Did former Polish president Lech Wałęsa write a letter to President Donald Trump expressing "fear and distaste" at his February 2025 meeting with Ukrainian President Volodymyr Zelenskyy? Yes, that's true: On March 3, 2025, Wałęsa shared these sentiments in a post published on Facebook.
An English-translated version of the original post in Polish appeared on Facebook on March 3, 2025, with a caption that read in part:
Former President of Poland Lech Walesa wrote the following letter to Trump.
Your Excellency, Mr. President,
We watched the report of your conversation with the President of Ukraine, Volodymyr Zelensky, with fear and distaste.
Below is how the post appeared on Facebook at the time of this writing:
(Source: Facebook screenshot taken Tue Mar 4 06:54:21 2025 UTC)
Translated versions of the post include variations of "fear and distaste," such as "horror and disgust," but the core of the message remains the same.
Wałęsa published the original post on March 3, 2025. When translated with Google Translate, it read:
After the US decision to suspend supplies to Ukraine, if the answer were in my hands, it would be "Let's do our thing", not a step back. AMEN.

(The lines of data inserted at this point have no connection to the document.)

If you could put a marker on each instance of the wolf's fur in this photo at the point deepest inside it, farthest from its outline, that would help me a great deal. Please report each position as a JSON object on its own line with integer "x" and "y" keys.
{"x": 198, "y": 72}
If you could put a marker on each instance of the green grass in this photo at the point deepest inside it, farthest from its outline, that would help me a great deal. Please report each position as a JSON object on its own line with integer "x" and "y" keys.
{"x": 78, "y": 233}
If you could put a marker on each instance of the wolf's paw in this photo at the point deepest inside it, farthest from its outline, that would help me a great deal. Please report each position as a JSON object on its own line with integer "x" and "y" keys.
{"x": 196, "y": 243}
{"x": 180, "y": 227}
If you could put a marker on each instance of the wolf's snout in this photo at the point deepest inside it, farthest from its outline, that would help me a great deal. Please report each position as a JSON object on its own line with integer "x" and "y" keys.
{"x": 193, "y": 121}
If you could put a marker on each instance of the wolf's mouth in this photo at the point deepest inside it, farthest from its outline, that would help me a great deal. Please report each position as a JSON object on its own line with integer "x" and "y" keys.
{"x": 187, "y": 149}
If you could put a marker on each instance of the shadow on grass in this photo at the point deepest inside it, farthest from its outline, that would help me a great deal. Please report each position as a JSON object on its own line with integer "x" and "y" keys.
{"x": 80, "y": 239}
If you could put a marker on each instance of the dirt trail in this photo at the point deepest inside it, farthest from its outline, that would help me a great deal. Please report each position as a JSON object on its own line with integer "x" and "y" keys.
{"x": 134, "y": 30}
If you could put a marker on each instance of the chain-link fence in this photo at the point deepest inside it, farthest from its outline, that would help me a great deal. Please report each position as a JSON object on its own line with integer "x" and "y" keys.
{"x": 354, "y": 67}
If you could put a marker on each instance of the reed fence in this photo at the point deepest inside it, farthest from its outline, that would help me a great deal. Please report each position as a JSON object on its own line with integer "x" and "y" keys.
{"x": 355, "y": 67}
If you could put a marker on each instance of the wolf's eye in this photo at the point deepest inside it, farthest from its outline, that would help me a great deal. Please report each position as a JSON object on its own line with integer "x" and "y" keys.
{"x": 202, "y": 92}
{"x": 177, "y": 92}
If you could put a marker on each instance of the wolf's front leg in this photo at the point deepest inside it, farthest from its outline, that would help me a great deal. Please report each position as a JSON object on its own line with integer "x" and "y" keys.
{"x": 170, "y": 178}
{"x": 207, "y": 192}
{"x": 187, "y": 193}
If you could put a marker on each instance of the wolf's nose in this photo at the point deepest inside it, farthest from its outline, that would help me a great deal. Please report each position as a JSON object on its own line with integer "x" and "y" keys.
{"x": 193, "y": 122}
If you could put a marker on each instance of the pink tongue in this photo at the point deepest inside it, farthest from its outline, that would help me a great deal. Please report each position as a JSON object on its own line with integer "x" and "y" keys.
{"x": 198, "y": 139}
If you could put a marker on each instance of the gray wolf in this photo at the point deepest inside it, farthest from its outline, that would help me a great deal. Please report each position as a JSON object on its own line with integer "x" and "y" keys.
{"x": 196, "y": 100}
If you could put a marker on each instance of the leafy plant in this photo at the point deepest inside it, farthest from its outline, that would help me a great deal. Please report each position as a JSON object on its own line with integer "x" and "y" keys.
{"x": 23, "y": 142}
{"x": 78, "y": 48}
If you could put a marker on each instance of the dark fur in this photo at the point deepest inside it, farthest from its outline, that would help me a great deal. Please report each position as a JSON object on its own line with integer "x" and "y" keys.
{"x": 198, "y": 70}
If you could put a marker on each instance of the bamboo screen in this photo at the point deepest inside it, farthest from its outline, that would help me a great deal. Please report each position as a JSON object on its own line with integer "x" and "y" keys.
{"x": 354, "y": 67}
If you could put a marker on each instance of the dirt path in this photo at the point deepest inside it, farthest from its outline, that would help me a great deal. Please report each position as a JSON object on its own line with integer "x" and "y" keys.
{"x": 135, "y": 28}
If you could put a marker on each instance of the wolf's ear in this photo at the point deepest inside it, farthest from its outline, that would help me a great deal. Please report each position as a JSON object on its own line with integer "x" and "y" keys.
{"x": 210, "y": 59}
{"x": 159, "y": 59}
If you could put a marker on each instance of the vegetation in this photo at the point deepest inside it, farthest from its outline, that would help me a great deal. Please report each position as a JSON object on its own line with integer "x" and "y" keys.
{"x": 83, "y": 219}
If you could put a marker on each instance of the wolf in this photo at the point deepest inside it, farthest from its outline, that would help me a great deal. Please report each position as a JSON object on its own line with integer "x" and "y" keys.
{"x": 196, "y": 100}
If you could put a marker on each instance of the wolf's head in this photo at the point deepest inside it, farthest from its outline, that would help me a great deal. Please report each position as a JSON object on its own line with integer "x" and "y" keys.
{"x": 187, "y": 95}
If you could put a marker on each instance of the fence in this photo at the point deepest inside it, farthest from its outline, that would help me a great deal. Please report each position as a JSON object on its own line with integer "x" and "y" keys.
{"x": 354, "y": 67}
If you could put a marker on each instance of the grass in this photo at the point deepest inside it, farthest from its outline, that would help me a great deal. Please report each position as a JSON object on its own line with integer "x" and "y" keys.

We signed the following text:
Dear Mr. President,
We watched the report of your conversation with the President of Ukraine Volodymyr Zelensky with horror and distaste. We consider your expectations regarding showing respect and gratitude for the material assistance provided by the United States to Ukraine fighting against Russia to be offensive. Gratitude is due to the heroic Ukrainian soldiers who shed blood in defense of the values of the free world. They are the ones who have been dying on the front lines for over 11 years in the name of these values and the independence of their homeland attacked by Putin's Russia.
We do not understand how the leader of a country that is a symbol of the free world can not see this.
We were also horrified by the fact that the atmosphere in the Oval Office during this conversation reminded us of the one we remember well from interrogations by the Security Service and from the courtrooms in communist courts. Prosecutors and judges, commissioned by the all-powerful communist political police, also explained to us that they held all the cards and we held none. They demanded that we cease our activities, arguing that thousands of innocent people were suffering because of us. They deprived us of our freedom and civil rights because we did not agree to cooperate with the authorities and did not show them gratitude. We are shocked that you treated President Volodymyr Zelensky in a similar way.
The history of the 20th century shows that every time the United States wanted to maintain a distance from democratic values and its European allies, it ended up being a threat to itself. President Woodrow Wilson understood this, deciding that the United States would enter World War I in 1917. President Franklin Delano Roosevelt understood this, deciding after the attack on Pearl Harbor in December 1941 that the war in defense of America would be fought not only in the Pacific, but also in Europe, in alliance with the countries attacked by the Third Reich.
We remember that without President Ronald Reagan and American financial involvement, the collapse of the Soviet Union empire would not have been possible. President Reagan was aware that millions of enslaved people were suffering in Soviet Russia and the countries it conquered, including thousands of political prisoners who paid for their sacrifice in defense of democratic values with their freedom. His greatness consisted, among other things, in the fact that he did not hesitate to call the USSR the "Evil Empire" and gave it a decisive fight. We won, and today a monument to President Ronald Reagan stands in Warsaw opposite the US Embassy.
Mr. President, material aid - military and financial - cannot be an equivalent for the blood shed in the name of independence and freedom of Ukraine, Europe, and the entire free world. Human life is priceless, its value cannot be measured in money. Gratitude is due to those who make the sacrifice of blood and freedom. For us, the people of "Solidarity", former political prisoners of the communist regime serving Soviet Russia, this is obvious.
We call on the United States to honour the guarantees it and Great Britain gave in the Budapest Memorandum in 1994, which explicitly stipulates a commitment to defend the inviolability of Ukraine's borders in exchange for Ukraine's surrender of its nuclear weapons. These guarantees are unconditional: there is not a word about treating such aid as economic exchange e.
Wałęsa was one of dozens of Polish former political prisoners who signed off on the latter, The Guardian reported.
Wałęsa was president of the Republic of Poland from 1990 to 1995. According to the World Summit of Nobel Laureates for Peace, he "was awarded the Nobel Peace Prize in 1983 for his efforts to resolve the nation's problems through negotiations and working together without violence."